Bruxelles, 3 ottobre 2007 – In virtù di una decisione adottata dalla Commissione europea, gli Stati membri dovranno rimborsare un totale di 145,2 milioni di euro, corrispondente a
importi indebitamente versati a carico del bilancio agricolo dell’UE. Il reintegro di questo importo nel bilancio comunitario è dovuto a procedure di controllo inadeguate o al mancato
rispetto delle norme comunitarie in materia di spese agricole. Gli Stati membri sono responsabili del pagamento e della verifica delle spese effettuate nell’ambito della politica agricola
comune (PAC), mentre la Commissione deve garantire che essi abbiano fatto un uso corretto dei fondi.

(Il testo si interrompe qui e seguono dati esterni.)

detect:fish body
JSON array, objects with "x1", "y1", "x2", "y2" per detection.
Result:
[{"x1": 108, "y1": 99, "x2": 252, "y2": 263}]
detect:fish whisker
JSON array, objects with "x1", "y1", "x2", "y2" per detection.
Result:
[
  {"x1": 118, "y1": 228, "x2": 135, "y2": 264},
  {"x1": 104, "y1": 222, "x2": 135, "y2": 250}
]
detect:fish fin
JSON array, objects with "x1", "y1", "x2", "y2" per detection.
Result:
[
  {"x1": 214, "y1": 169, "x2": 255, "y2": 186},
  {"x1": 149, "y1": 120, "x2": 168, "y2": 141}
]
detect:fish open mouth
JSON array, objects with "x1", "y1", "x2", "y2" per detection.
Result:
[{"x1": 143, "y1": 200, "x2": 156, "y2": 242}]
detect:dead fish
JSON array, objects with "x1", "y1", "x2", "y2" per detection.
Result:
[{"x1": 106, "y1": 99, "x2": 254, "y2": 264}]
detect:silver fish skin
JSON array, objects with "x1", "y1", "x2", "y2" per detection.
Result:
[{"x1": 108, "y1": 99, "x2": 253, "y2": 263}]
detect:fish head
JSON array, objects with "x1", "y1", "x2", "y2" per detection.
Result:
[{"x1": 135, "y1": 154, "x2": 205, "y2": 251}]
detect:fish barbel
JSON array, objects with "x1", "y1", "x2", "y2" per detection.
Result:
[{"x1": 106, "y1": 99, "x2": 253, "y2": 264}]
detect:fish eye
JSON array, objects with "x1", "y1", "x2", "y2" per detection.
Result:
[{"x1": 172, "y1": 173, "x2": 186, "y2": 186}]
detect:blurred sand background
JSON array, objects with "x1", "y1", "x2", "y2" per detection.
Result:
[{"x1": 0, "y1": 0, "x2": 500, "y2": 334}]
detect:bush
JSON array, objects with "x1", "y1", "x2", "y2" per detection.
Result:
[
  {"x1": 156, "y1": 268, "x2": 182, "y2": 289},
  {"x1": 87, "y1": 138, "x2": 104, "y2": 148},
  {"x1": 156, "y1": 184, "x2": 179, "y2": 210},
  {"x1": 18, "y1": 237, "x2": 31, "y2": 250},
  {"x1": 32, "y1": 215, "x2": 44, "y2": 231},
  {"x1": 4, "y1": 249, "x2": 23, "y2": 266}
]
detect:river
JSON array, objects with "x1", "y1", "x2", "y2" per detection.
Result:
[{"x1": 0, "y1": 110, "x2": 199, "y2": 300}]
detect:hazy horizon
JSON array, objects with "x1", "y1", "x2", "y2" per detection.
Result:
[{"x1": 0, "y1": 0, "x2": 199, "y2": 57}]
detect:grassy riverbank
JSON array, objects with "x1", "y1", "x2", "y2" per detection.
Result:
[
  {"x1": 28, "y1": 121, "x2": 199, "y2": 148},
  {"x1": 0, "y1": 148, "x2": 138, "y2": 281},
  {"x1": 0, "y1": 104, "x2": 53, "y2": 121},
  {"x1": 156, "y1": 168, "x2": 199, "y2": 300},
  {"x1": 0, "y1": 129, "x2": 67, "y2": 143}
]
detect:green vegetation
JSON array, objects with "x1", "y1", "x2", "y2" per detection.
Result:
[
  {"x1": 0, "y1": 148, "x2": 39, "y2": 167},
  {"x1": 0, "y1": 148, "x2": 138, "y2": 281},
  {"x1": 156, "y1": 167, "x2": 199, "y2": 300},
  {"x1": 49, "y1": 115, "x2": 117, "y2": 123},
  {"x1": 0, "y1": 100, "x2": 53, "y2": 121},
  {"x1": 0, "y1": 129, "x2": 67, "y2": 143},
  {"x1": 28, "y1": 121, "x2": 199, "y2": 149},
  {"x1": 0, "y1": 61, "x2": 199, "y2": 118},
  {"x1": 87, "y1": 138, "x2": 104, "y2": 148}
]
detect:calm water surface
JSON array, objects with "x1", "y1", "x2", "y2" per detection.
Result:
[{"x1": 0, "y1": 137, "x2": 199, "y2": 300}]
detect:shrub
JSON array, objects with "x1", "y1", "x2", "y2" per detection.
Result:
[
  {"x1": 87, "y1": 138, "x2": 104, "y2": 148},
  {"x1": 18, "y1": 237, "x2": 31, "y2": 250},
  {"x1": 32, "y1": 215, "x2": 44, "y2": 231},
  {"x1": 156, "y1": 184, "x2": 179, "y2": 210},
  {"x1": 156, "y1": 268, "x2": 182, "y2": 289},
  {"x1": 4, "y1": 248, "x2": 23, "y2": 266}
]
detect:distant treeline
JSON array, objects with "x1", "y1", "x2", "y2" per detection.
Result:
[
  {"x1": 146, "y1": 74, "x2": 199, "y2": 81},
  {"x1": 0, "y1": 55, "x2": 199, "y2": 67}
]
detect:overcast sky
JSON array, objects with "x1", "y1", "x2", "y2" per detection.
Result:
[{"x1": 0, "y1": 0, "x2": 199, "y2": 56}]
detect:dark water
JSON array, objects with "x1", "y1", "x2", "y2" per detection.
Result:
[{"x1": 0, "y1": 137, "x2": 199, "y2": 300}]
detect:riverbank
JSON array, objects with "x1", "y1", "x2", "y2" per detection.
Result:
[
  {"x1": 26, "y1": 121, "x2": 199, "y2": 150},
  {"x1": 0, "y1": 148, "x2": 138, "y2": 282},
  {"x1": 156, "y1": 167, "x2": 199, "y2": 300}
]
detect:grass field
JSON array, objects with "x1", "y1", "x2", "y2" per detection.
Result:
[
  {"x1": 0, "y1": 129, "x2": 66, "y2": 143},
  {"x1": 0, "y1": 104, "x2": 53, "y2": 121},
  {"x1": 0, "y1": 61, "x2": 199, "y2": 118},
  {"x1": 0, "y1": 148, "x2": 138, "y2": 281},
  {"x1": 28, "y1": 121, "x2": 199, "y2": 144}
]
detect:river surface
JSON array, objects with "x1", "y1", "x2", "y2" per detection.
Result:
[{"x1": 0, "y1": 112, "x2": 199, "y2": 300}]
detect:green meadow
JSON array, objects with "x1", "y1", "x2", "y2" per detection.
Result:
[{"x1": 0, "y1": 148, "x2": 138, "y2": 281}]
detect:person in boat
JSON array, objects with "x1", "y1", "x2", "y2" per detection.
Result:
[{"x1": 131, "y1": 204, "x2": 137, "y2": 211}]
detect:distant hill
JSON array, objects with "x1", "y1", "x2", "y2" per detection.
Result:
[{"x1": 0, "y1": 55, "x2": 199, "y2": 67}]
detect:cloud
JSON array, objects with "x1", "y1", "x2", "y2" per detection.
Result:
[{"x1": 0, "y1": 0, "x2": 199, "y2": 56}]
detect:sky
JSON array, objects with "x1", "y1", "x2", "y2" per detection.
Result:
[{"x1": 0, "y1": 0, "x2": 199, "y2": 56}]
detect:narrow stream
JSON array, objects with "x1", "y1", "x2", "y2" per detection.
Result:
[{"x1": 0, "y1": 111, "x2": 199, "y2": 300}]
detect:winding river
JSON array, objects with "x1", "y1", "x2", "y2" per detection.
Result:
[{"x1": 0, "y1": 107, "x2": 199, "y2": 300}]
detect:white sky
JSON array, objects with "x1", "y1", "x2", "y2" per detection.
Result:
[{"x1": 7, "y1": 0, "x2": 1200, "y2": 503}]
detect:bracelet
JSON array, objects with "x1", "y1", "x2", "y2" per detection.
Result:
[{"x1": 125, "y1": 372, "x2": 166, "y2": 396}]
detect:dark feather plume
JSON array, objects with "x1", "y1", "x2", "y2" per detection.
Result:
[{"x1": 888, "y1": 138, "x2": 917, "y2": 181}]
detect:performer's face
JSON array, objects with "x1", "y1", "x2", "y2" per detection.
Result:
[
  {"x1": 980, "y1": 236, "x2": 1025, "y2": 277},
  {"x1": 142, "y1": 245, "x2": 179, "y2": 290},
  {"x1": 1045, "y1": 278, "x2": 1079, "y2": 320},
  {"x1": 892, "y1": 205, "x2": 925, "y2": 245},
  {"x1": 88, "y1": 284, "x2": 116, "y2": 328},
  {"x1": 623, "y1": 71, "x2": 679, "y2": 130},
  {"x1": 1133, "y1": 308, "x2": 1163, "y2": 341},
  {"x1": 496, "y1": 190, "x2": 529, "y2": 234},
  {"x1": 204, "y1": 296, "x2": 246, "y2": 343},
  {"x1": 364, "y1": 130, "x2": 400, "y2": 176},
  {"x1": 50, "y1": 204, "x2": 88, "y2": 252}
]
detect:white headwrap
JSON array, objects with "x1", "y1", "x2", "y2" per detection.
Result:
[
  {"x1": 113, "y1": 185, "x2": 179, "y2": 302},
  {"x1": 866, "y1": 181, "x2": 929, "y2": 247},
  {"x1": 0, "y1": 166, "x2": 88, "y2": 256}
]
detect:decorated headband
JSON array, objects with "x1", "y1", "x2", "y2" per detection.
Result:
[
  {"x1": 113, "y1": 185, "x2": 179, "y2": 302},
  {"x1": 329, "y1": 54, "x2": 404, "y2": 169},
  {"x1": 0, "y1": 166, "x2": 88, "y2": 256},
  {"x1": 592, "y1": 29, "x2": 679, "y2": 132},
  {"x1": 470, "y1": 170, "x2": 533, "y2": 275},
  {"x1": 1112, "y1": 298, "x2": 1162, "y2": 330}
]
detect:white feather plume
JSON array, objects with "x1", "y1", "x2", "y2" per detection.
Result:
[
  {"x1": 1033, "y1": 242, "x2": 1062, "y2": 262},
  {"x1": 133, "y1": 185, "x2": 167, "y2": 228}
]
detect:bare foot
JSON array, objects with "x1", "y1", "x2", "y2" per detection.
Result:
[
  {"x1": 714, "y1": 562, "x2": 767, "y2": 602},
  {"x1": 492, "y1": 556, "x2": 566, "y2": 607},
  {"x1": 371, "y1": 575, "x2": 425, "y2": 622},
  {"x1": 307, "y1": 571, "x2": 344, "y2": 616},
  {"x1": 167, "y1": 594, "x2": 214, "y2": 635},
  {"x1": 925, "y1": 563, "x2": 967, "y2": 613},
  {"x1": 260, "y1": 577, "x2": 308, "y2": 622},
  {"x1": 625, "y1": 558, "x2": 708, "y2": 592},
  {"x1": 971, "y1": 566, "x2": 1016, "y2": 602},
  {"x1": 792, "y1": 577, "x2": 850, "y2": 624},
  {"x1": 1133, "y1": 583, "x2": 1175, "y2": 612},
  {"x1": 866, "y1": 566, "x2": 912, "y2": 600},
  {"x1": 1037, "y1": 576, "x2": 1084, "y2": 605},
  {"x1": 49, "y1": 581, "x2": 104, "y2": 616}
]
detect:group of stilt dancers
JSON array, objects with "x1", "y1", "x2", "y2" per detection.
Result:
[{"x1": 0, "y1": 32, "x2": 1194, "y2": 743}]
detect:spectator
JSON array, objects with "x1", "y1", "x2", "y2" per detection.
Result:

Commentando la decisione, la commissaria per l’Agricoltura e lo Sviluppo rurale Mariann Fischer Boel ha dichiarato: “Abbiamo lavorato intensamente per garantire il miglior controllo possibile
sulle spese agricole. È nostro dovere controllare efficacemente l’uso che viene fatto del denaro dei contribuenti. Abbiamo compiuto notevoli progressi sulla via di un migliore controllo
e siamo decisi a proseguire gli sforzi in questo senso.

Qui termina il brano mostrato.